The Google Doodle today is an animation of a famous study of horses in motion. The photographer, Eadweard J. Muybridge, is best known for this work. Muybridge was engaged by race horse owner and breeder Leland Stanford. Artists had depicted horses running with all four legs off the ground. Stamford, a californian business man and horse breeder, wanted proof of this locomotion. Muybridge deployed 24 cameras to take detailed film sequences capturing the motion of horses legs throughout the galloping cycle. He produced a film strip that showed the whole range of leg positions.
Muybridge did his work for Stamford in 1872. The sequence he produced proved that all four legs did indeed leave the ground at once.
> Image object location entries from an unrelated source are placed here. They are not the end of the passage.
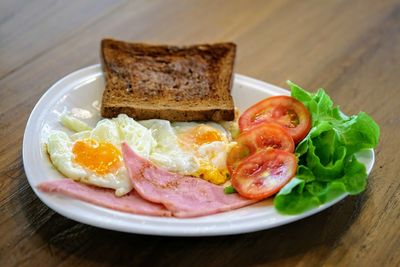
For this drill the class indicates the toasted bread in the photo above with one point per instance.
(186, 83)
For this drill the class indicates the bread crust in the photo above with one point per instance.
(187, 83)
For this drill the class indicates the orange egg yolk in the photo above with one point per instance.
(99, 157)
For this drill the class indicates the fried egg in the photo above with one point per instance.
(209, 143)
(93, 156)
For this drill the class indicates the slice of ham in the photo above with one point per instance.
(184, 196)
(131, 202)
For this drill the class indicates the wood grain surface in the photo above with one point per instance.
(350, 48)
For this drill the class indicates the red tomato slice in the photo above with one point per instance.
(264, 173)
(284, 110)
(262, 136)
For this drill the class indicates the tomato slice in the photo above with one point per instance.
(262, 136)
(284, 110)
(264, 173)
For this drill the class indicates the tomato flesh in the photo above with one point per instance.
(262, 136)
(264, 173)
(284, 110)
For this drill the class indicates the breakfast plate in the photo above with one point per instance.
(80, 92)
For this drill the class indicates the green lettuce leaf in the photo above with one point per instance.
(327, 165)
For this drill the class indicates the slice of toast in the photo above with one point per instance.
(190, 83)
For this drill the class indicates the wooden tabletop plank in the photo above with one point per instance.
(351, 48)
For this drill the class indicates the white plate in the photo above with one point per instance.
(81, 92)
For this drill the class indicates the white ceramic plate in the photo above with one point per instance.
(80, 92)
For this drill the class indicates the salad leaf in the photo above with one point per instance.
(327, 164)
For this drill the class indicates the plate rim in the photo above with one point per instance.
(95, 70)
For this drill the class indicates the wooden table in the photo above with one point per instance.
(351, 48)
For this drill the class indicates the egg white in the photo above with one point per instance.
(156, 140)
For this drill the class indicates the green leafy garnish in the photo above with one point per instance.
(327, 164)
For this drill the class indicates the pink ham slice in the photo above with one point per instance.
(184, 196)
(131, 202)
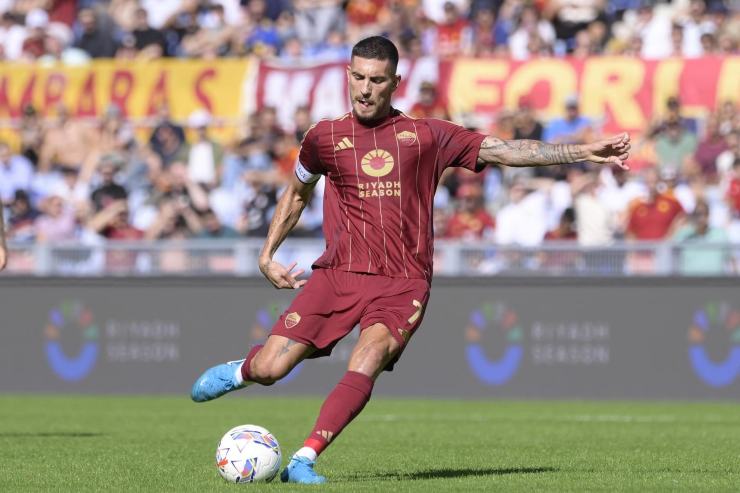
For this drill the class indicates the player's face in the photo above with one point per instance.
(371, 84)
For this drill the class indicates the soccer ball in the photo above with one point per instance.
(248, 454)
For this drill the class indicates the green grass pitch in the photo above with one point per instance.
(59, 443)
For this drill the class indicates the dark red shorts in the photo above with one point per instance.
(332, 302)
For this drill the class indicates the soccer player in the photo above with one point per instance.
(382, 168)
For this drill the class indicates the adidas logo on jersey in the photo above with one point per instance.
(345, 143)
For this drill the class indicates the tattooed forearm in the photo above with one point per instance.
(528, 152)
(286, 347)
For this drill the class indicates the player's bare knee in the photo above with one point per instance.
(266, 371)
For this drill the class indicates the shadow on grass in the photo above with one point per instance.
(451, 473)
(49, 434)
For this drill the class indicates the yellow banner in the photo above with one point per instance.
(137, 88)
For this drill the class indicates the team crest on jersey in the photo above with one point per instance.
(377, 162)
(292, 319)
(406, 137)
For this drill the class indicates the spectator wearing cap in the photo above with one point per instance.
(428, 105)
(574, 128)
(97, 42)
(16, 173)
(470, 221)
(205, 154)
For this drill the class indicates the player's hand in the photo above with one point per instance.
(614, 150)
(280, 276)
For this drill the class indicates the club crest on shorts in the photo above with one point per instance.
(292, 319)
(406, 137)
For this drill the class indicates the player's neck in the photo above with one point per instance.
(375, 121)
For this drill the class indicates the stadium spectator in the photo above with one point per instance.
(674, 146)
(209, 226)
(709, 148)
(57, 222)
(617, 190)
(522, 221)
(12, 36)
(109, 190)
(16, 173)
(696, 24)
(703, 248)
(93, 39)
(314, 19)
(530, 27)
(453, 36)
(574, 128)
(67, 142)
(570, 17)
(566, 228)
(483, 33)
(559, 261)
(428, 104)
(470, 221)
(204, 155)
(656, 216)
(21, 219)
(148, 40)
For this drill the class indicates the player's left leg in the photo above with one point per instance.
(375, 349)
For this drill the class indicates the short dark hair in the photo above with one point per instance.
(377, 48)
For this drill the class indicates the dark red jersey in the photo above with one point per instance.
(380, 184)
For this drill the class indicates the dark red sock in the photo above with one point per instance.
(340, 407)
(248, 360)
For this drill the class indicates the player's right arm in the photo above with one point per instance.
(614, 150)
(288, 211)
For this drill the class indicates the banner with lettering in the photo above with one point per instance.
(138, 88)
(619, 92)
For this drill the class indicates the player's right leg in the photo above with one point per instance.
(264, 365)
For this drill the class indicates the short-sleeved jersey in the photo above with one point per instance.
(380, 185)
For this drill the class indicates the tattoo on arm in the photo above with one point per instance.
(286, 347)
(526, 152)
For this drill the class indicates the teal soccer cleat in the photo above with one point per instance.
(300, 470)
(216, 381)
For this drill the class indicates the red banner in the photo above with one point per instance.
(622, 93)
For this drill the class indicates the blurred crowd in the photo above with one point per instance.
(323, 30)
(91, 179)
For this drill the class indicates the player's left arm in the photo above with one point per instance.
(3, 245)
(524, 152)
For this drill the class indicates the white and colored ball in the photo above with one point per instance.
(248, 454)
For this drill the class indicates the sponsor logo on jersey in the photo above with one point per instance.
(406, 137)
(377, 162)
(292, 319)
(345, 143)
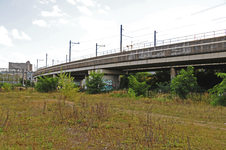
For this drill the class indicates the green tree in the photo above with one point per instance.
(184, 83)
(68, 87)
(47, 84)
(6, 87)
(218, 91)
(140, 88)
(95, 82)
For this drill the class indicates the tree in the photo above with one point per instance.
(140, 88)
(218, 91)
(184, 83)
(46, 84)
(95, 82)
(68, 87)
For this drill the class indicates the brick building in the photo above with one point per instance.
(26, 66)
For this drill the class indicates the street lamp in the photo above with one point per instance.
(97, 47)
(70, 49)
(37, 62)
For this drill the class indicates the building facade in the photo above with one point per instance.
(26, 66)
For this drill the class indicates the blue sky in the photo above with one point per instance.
(31, 28)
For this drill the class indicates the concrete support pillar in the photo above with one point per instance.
(173, 73)
(82, 83)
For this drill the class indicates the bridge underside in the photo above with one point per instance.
(205, 53)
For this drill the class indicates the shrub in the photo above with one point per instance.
(184, 83)
(1, 84)
(218, 91)
(68, 87)
(6, 87)
(164, 87)
(18, 85)
(140, 88)
(46, 84)
(95, 82)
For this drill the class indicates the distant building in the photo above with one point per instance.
(26, 66)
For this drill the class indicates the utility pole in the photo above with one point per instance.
(154, 38)
(121, 39)
(97, 47)
(70, 49)
(46, 59)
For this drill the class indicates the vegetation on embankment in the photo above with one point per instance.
(31, 120)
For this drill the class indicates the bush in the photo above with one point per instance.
(218, 91)
(46, 84)
(184, 83)
(68, 87)
(164, 87)
(6, 87)
(1, 84)
(18, 85)
(95, 82)
(140, 88)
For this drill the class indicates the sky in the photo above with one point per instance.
(30, 29)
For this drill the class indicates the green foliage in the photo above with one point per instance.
(68, 87)
(218, 91)
(184, 83)
(6, 87)
(18, 85)
(1, 84)
(28, 83)
(46, 84)
(95, 82)
(207, 79)
(164, 87)
(131, 93)
(158, 77)
(140, 88)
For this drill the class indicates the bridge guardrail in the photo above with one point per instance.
(193, 47)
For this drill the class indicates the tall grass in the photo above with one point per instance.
(30, 120)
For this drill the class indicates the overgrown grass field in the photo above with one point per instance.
(32, 120)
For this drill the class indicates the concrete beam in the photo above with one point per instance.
(173, 73)
(110, 72)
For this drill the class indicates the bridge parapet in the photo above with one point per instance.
(211, 45)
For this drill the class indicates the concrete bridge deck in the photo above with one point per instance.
(206, 51)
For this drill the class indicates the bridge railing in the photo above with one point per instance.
(147, 44)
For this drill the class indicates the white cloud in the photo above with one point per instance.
(25, 36)
(4, 37)
(47, 1)
(63, 21)
(71, 1)
(16, 35)
(87, 2)
(40, 23)
(101, 11)
(55, 13)
(85, 10)
(107, 8)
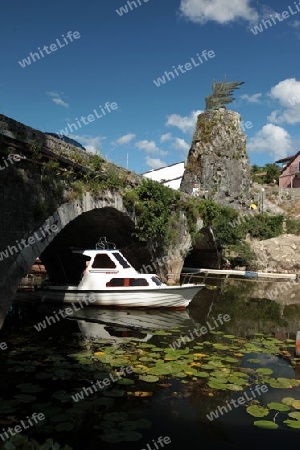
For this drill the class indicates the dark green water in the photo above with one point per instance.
(41, 370)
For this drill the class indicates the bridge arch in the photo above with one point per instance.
(77, 223)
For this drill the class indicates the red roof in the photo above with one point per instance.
(288, 158)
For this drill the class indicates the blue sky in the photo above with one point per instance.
(114, 59)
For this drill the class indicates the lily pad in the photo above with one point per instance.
(288, 400)
(295, 415)
(267, 424)
(149, 378)
(292, 423)
(257, 410)
(264, 371)
(278, 406)
(114, 393)
(296, 404)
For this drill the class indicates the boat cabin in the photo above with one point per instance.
(108, 268)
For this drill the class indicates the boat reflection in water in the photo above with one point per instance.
(119, 325)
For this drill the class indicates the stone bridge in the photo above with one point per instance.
(55, 196)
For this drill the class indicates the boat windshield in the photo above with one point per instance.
(121, 260)
(156, 281)
(103, 261)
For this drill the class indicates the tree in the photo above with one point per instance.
(273, 173)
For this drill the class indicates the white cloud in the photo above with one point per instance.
(251, 98)
(155, 163)
(272, 139)
(56, 98)
(123, 140)
(221, 11)
(295, 23)
(166, 137)
(186, 124)
(92, 144)
(287, 93)
(150, 147)
(180, 144)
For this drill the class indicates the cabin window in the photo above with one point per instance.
(115, 282)
(138, 282)
(156, 281)
(121, 260)
(103, 261)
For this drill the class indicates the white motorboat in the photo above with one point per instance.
(110, 280)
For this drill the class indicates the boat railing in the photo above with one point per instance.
(187, 276)
(103, 244)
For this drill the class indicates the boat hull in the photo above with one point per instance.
(176, 297)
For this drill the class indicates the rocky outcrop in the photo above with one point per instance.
(280, 254)
(217, 165)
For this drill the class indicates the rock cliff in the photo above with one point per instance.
(217, 165)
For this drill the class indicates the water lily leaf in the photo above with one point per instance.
(207, 366)
(149, 378)
(230, 359)
(63, 374)
(266, 424)
(296, 404)
(292, 423)
(114, 393)
(281, 383)
(264, 371)
(126, 381)
(288, 400)
(104, 401)
(214, 384)
(161, 333)
(140, 394)
(234, 387)
(202, 374)
(295, 415)
(257, 410)
(278, 406)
Artists had depicted the legs streched out to the front and behind when this happened. Muybridge showed that the legs were all tucked up under the body at the time they were all off the ground. The position is shown in the Google screen capture above in the first column.
Muybridge was born in Kingston on Thames, UK, on 9th April 1830. He later lived in the United States. While recouperating from a serious stage coach accident he became a committed photographer. He initially focused on landscapes establishing his career as a photographer. After his success with the horse film sequences he continued to investigate human and animal movement. His work was associated with academic papers and popular books. He died of a heart attack in 1904.
His work on the film sequences is widely regarded as a precursor to modern videography. Muybridge invented the zoopraxiscope during the course of his work on movement. The moving-sequence invention was one of the earliest attempts to animate film into moving pictures. His early popular insights into movement in film are said to have contributed to the later developments leading to motion pictures and eventually cinema.